91. Der verwünschte Prinz.

Einst weidete ein Schäfer seine Herde am Strande der Bullerhürn. Da fand er im Seeschlage (Seeschöling) eine Muschel, die er aufhob und sinnend betrachtete. Schon war er im Begriffe, sie an einem Stein zu zerschellen, da taten sich die Schalen der Muschel von selbst auseinander, und aus dem Innern stieg ein winziges Männchen hervor, welches den Schäfer mit bewegten Worten bat, die Muschel nicht zu zerstören, da es sonst sterben müsse. Der erschreckte Schäfer setzte darauf die Muschel ins Wasser und sah nun voller Staunen und Verwunderung, wie die Muschel allmählich immer größer wurde und zuletzt die Gestalt eines Bootes annahm, welches vier Matrosen durch Ruder fortbewegten, während am Steuer ein schöner Jüngling, eben das frühere Männlein, saß. Mit glückstrahlendem Antlitz erzählte der Jüngling dem Schäfer, er sei ein verwünschter Prinz; vor Jahren wäre er wegen seiner oft bewiesenen Hartherzigkeit in eine Muschel verbannt worden, mit der Bestimmung, dass er nicht eher erlöst werden könne, als bis sich jemand finde, der ihm aus Barmherzigkeit eine Bitte gewähre.
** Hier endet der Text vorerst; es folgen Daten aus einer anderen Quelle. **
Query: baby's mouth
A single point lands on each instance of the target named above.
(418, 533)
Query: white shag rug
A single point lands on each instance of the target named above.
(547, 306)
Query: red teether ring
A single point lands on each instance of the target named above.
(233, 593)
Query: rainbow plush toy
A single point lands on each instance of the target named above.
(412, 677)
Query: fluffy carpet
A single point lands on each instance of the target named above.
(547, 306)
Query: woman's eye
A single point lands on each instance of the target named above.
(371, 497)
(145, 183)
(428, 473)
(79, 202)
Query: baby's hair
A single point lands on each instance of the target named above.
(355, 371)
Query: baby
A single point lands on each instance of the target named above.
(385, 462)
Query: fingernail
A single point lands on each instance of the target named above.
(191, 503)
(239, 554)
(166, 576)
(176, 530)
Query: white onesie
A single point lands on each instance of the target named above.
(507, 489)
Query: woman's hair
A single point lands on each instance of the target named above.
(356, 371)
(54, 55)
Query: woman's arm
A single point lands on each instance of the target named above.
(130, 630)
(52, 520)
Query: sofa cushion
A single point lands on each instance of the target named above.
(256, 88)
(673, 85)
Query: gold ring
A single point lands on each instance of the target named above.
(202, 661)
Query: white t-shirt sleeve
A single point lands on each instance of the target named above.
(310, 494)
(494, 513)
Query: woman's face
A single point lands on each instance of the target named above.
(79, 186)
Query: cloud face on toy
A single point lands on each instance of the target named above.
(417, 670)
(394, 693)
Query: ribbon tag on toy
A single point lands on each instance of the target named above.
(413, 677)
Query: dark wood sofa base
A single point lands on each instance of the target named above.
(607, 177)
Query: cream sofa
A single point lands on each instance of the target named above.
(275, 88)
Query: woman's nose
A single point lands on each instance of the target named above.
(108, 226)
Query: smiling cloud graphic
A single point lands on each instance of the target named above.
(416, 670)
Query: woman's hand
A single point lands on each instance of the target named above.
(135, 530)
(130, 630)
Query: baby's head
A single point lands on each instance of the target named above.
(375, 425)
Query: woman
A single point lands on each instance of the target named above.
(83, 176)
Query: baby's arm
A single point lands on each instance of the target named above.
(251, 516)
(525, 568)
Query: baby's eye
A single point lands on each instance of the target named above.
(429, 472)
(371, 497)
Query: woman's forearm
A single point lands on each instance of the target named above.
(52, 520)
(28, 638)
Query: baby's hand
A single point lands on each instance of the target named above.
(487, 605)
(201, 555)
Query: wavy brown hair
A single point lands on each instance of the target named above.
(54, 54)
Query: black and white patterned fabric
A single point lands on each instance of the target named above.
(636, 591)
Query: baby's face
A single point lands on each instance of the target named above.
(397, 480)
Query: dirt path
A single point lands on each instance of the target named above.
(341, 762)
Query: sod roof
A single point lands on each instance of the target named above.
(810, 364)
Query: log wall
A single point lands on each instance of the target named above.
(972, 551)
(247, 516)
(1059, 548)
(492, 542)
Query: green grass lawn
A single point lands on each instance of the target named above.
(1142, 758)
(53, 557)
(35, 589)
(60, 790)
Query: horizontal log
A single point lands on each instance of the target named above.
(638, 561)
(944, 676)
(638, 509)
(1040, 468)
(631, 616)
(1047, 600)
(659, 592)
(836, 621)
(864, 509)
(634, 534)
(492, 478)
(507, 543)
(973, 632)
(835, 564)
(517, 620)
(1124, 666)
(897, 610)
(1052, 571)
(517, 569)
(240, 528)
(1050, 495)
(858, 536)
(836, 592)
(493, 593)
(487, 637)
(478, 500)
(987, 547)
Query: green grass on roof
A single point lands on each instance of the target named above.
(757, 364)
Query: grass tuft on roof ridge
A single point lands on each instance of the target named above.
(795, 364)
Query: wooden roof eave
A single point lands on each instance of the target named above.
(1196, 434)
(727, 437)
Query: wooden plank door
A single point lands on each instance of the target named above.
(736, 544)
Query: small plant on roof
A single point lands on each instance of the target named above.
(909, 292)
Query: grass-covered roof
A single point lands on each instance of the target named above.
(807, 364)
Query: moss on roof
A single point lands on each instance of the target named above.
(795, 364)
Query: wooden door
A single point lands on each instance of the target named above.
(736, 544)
Nun habe er, der Schäfer, ihn erlöst. Alsbald zeigte sich ein großes Schiff in der Bucht, welches der Prinz bestieg und auf welchem er davonfuhr. Der Schäfer schaute dem Schiffe so lange nach, bis die Mastspitzen seinen Augen entschwanden. Als er sich dann wieder zu seiner Herde wendete, hörte er plötzlich in den nahen Binsen eine schnatternde Stimme, welche ihm zurief:

Eier, Eier breugt ick (brütete ich);
Quark, Quark fäugt ick (zog ich auf)!


Als der Schäfer der Stimme nachging, flatterte eine Wildente von ihrem Neste auf. In dem Neste aber fand der Schäfer statt der Eier zwanzig große goldene Muscheln, die er an sich nahm und später für vieles Geld verkaufte. Dadurch wurde er ein reicher Mann und brauchte nicht mehr die Schafe zu hüten.

Mitgeteilt von Lehrer A. Pennse in Bussin.